Contents: "The Divine Comedy"

The Gate of Hell; the Vestibule; the Indecisive; Charon

"THROUGH me you pass into the city of woe:

Through me you pass into eternal pain:

Through me among the people lost for aye.

Justice the founder of my fabric mov'd:

To rear me was the task of power divine,

Supremest wisdom, and primeval love.

Before me things create were none, save things

Eternal, and eternal I endure.

The Divine Comedy - Hell: Canto III

"All hope abandon ye who enter here."

Such characters in colour dim I mark'd

Over a portal's lofty arch inscrib'd:

Whereat I thus: "Master, these words import

Hard meaning." He as one prepar'd replied:

"Here thou must all distrust behind thee leave;

Here be vile fear extinguish'd. We are come

Where I have told thee we shall see the souls

To misery doom'd, who intellectual good

Have lost." And when his hand he had stretch'd forth

To mine, with pleasant looks, whence I was cheer'd,

Into that secret place he led me on.

Here sighs with lamentations and loud moans

Resounded through the air pierc'd by no star,

That e'en I wept at entering. Various tongues,

Horrible languages, outcries of woe,

Accents of anger, voices deep and hoarse,

With hands together smote that swell'd the sounds,

Made up a tumult, that for ever whirls

Round through that air with solid darkness stain'd,

Like to the sand that in the whirlwind flies.
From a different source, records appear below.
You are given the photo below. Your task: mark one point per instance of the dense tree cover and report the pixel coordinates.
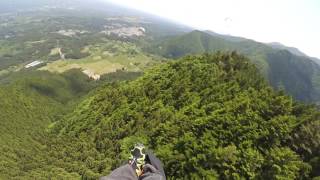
(297, 75)
(30, 101)
(209, 116)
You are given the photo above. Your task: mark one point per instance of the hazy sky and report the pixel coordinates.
(291, 22)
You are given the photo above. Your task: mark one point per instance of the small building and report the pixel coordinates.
(91, 75)
(33, 64)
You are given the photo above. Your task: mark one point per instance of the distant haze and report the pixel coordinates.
(291, 22)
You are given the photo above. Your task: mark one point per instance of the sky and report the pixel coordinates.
(293, 23)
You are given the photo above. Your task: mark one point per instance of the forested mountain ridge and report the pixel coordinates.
(209, 116)
(297, 75)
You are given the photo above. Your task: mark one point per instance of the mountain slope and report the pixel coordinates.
(210, 116)
(298, 75)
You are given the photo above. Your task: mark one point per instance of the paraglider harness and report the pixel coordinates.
(140, 157)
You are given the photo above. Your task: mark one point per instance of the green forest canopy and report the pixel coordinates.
(208, 116)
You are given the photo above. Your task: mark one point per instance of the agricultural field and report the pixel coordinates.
(95, 43)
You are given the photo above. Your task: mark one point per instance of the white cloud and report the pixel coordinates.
(291, 22)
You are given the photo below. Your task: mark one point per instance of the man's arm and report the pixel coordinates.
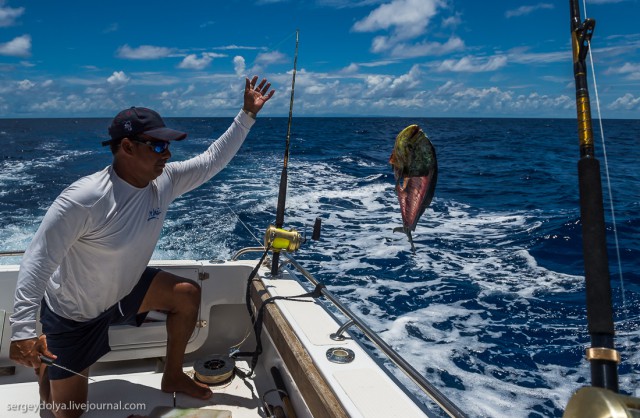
(60, 227)
(189, 174)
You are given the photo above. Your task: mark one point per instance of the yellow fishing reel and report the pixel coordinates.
(280, 239)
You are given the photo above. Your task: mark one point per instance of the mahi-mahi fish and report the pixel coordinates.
(416, 171)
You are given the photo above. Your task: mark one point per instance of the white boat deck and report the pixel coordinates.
(126, 382)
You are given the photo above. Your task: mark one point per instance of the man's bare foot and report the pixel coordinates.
(184, 384)
(43, 383)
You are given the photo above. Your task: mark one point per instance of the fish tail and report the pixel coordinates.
(407, 231)
(413, 247)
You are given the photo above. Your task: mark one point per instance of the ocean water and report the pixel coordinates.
(490, 307)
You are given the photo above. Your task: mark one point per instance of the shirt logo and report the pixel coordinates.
(154, 214)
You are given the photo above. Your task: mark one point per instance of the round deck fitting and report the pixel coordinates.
(214, 369)
(340, 355)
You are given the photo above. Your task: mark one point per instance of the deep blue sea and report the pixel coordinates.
(490, 307)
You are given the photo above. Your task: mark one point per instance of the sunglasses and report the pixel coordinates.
(157, 146)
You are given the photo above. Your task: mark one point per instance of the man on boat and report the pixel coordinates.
(86, 267)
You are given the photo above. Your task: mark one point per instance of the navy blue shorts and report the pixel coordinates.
(80, 344)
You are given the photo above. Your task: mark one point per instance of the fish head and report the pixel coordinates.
(413, 154)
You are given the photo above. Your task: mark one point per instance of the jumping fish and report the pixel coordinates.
(416, 171)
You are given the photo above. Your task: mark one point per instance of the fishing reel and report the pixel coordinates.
(279, 239)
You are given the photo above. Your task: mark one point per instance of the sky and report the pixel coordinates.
(413, 58)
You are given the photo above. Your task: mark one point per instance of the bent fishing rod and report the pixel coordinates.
(282, 192)
(602, 356)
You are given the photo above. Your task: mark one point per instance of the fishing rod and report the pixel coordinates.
(601, 399)
(602, 355)
(282, 192)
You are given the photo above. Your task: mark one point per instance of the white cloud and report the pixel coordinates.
(626, 102)
(8, 15)
(18, 47)
(192, 62)
(268, 58)
(25, 85)
(525, 10)
(143, 52)
(239, 65)
(424, 48)
(472, 64)
(406, 20)
(118, 78)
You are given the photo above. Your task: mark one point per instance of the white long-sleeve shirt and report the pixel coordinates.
(98, 236)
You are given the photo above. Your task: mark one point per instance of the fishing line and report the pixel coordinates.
(607, 176)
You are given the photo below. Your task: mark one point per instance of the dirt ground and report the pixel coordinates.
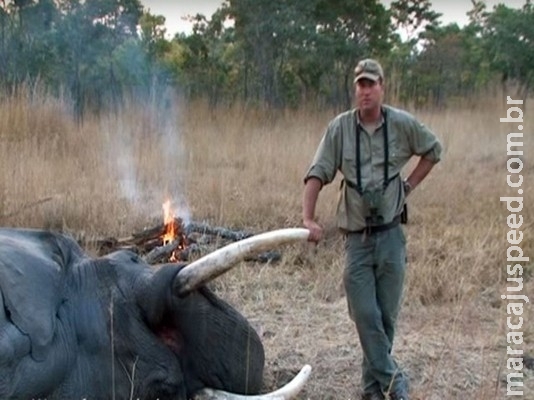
(449, 351)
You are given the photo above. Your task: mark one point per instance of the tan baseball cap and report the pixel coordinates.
(368, 69)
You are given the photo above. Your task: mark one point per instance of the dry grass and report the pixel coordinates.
(243, 169)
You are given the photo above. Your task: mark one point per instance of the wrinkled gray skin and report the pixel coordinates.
(73, 327)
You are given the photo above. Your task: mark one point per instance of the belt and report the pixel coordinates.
(369, 230)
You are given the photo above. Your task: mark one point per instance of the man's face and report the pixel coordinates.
(369, 94)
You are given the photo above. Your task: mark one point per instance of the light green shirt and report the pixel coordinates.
(407, 137)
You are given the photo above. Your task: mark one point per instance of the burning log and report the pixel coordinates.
(189, 241)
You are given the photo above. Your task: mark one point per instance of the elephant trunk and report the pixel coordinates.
(287, 392)
(220, 261)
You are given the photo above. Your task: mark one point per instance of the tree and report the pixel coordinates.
(509, 41)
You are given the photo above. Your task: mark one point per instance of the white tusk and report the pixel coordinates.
(216, 263)
(286, 392)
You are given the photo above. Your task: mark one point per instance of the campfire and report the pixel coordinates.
(173, 240)
(173, 233)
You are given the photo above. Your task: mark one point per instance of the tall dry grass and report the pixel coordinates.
(243, 168)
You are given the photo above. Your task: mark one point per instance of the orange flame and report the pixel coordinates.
(168, 220)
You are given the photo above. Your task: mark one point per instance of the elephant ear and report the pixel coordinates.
(32, 272)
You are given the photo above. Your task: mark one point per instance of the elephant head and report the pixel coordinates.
(76, 327)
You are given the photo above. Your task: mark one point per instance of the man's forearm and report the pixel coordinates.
(311, 193)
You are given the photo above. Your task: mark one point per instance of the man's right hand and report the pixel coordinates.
(316, 232)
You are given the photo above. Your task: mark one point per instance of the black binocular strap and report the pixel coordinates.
(358, 153)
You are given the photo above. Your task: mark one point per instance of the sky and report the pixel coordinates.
(175, 10)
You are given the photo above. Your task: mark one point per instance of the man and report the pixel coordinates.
(370, 145)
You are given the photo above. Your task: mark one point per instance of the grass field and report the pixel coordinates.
(243, 169)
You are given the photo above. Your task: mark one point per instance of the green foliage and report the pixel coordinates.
(278, 52)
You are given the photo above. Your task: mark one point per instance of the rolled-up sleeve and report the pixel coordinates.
(327, 157)
(424, 142)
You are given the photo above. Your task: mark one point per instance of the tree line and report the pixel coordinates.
(279, 53)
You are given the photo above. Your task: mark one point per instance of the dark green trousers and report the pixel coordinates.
(374, 280)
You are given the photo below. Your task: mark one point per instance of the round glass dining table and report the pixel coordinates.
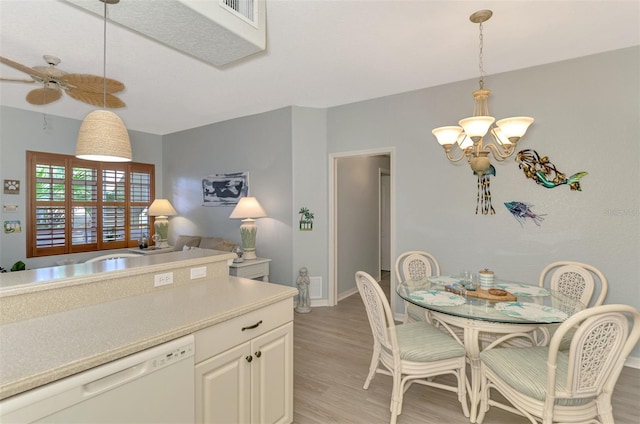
(485, 324)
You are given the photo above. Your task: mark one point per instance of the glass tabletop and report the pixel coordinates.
(532, 305)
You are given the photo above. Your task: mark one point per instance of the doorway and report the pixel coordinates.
(354, 241)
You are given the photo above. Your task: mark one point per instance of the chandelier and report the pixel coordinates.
(470, 137)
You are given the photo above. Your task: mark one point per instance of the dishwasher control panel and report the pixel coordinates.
(172, 356)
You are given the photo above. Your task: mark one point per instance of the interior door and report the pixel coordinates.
(385, 221)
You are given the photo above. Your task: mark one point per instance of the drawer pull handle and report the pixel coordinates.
(251, 327)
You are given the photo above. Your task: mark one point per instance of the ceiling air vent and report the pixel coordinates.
(244, 8)
(215, 31)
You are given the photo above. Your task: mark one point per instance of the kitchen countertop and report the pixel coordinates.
(43, 349)
(31, 280)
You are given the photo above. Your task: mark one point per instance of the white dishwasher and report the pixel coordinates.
(153, 386)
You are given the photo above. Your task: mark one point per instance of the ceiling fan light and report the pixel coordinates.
(103, 137)
(514, 127)
(476, 126)
(447, 135)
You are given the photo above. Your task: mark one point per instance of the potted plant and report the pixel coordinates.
(306, 219)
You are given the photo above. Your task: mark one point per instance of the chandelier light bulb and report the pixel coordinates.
(447, 135)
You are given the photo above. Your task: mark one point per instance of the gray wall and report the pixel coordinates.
(586, 113)
(259, 144)
(310, 190)
(22, 130)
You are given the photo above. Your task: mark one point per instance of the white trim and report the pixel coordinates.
(332, 287)
(343, 296)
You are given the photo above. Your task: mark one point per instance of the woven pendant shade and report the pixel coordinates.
(103, 137)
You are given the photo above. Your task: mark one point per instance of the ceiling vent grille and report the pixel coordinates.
(242, 8)
(215, 31)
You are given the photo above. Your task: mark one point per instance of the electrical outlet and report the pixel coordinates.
(163, 279)
(199, 272)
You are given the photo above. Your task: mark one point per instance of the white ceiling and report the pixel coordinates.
(320, 53)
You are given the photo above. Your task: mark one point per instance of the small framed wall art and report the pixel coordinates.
(224, 189)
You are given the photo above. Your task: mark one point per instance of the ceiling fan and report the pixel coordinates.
(86, 88)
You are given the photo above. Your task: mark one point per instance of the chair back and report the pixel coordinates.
(599, 347)
(416, 265)
(379, 313)
(576, 280)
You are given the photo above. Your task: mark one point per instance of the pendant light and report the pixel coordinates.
(103, 136)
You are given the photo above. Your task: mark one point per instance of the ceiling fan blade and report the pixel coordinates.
(95, 99)
(43, 96)
(16, 80)
(23, 68)
(92, 83)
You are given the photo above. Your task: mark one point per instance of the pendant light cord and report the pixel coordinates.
(104, 59)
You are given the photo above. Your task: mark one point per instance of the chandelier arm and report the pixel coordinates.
(500, 153)
(463, 153)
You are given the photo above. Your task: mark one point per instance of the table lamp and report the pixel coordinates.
(162, 210)
(248, 209)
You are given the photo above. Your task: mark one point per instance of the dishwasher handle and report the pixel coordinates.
(114, 380)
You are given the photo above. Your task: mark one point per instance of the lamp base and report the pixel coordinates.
(249, 254)
(248, 230)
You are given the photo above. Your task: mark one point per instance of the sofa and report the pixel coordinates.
(185, 242)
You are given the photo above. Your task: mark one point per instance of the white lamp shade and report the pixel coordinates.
(103, 137)
(248, 207)
(514, 127)
(465, 142)
(500, 137)
(476, 126)
(161, 207)
(447, 135)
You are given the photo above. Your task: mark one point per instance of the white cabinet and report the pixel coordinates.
(248, 382)
(257, 268)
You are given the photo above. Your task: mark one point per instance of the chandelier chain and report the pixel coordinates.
(480, 63)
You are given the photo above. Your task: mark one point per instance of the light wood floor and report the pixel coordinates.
(332, 350)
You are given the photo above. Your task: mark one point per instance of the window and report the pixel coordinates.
(80, 206)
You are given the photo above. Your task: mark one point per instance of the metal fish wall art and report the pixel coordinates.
(521, 211)
(544, 173)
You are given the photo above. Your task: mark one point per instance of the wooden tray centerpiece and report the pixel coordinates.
(495, 295)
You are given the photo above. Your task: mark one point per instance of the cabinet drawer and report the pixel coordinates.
(223, 336)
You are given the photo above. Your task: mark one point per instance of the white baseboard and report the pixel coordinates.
(319, 302)
(348, 293)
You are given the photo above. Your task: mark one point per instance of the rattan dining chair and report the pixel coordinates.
(410, 353)
(576, 280)
(572, 386)
(415, 265)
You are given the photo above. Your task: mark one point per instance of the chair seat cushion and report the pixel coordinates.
(422, 342)
(525, 370)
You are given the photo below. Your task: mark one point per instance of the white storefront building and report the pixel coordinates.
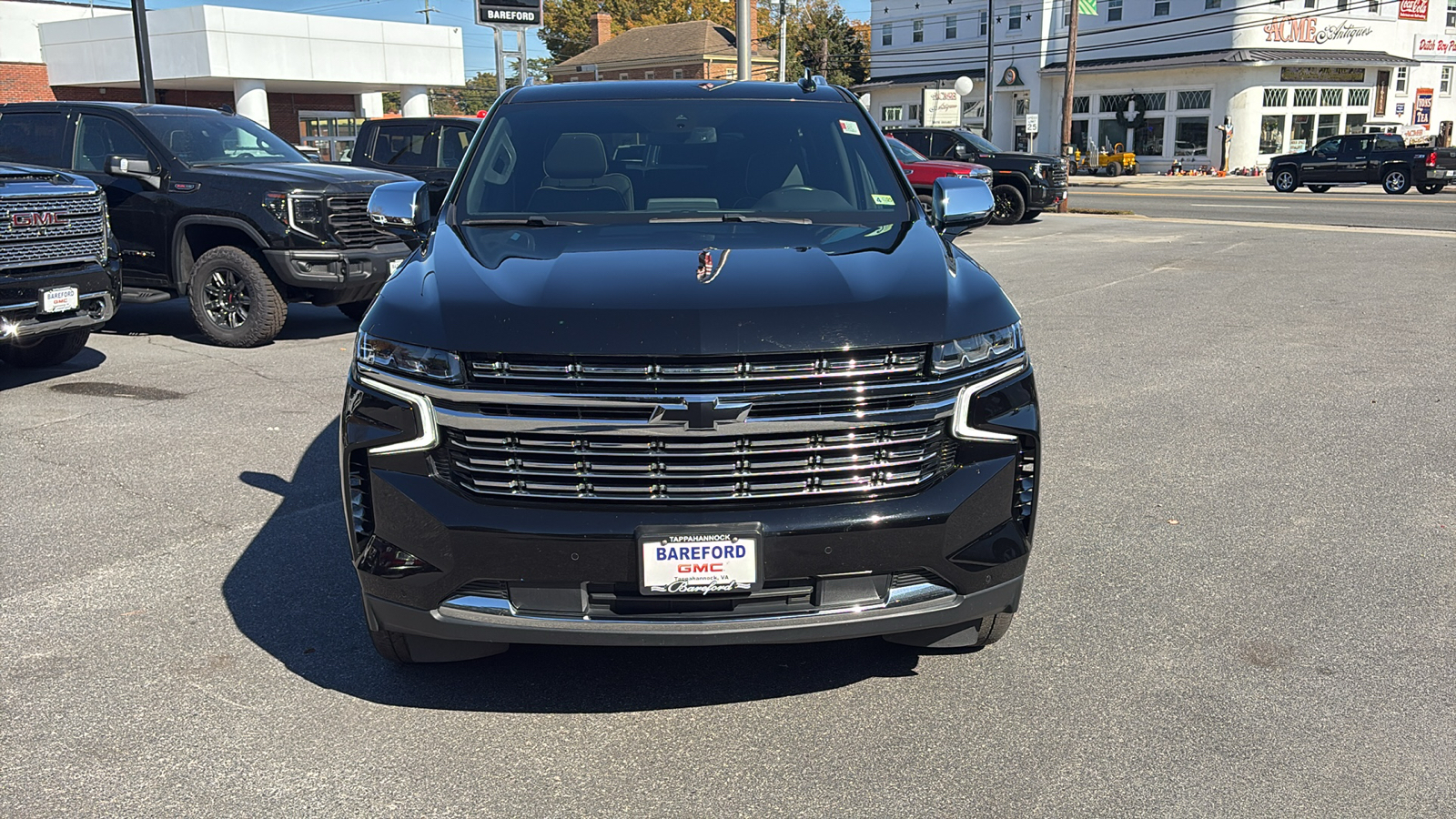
(1162, 76)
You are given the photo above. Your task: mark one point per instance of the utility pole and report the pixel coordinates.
(1069, 84)
(990, 65)
(138, 25)
(744, 41)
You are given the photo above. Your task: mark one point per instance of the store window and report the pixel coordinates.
(332, 135)
(1191, 136)
(1193, 99)
(1271, 133)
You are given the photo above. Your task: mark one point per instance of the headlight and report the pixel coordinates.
(967, 353)
(302, 213)
(408, 359)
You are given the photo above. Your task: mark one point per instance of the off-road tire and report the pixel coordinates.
(1011, 206)
(356, 309)
(1395, 181)
(233, 300)
(46, 351)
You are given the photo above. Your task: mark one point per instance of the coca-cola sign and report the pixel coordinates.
(1434, 48)
(1414, 9)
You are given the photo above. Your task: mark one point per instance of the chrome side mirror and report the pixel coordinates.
(400, 207)
(960, 205)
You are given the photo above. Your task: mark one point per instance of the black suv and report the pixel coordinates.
(216, 207)
(1026, 184)
(688, 363)
(60, 274)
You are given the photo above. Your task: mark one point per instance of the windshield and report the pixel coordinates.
(210, 137)
(903, 152)
(982, 143)
(672, 159)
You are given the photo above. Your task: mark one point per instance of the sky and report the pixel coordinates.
(480, 47)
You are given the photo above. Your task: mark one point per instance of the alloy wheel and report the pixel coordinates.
(226, 299)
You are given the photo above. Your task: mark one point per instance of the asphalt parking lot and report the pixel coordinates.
(1239, 601)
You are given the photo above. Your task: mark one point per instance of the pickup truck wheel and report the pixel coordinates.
(46, 351)
(1395, 181)
(233, 300)
(1011, 206)
(356, 309)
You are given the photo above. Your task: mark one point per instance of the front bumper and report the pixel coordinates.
(21, 317)
(339, 276)
(567, 571)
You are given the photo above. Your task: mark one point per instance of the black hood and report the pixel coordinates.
(633, 290)
(305, 175)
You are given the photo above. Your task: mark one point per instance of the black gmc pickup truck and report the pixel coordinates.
(1024, 184)
(693, 369)
(60, 273)
(215, 207)
(1365, 159)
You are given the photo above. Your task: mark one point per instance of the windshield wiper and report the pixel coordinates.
(735, 217)
(521, 222)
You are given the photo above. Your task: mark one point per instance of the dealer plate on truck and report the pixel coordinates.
(60, 299)
(696, 561)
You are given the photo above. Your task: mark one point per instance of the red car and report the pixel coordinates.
(924, 171)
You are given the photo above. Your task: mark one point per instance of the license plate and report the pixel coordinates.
(60, 299)
(701, 561)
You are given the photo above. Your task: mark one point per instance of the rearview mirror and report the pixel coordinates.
(960, 205)
(400, 207)
(135, 167)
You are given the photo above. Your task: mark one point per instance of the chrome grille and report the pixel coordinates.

I then, with error yet encompass'd, cried:

"O master! What is this I hear? What race

Are these, who seem so overcome with woe?"

He thus to me: "This miserable fate

Suffer the wretched souls of those, who liv'd

Without or praise or blame, with that ill band

Of angels mix'd, who nor rebellious prov'd

Nor yet were true to God, but for themselves

Were only. From his bounds Heaven drove them forth,

Not to impair his lustre, nor the depth

Of Hell receives them, lest th' accursed tribe

Should glory thence with exultation vain."

I then: "Master! what doth aggrieve them thus,

That they lament so loud?" He straight replied:

"That will I tell thee briefly. These of death

No hope may entertain: and their blind life

So meanly passes, that all other lots

They envy. Fame of them the world hath none,

Nor suffers; mercy and justice scorn them both.

Speak not of them, but look, and pass them by."

And I, who straightway look'd, beheld a flag,

Which whirling ran around so rapidly,

That it no pause obtain'd: and following came

Such a long train of spirits, I should ne'er

Have thought, that death so many had despoil'd.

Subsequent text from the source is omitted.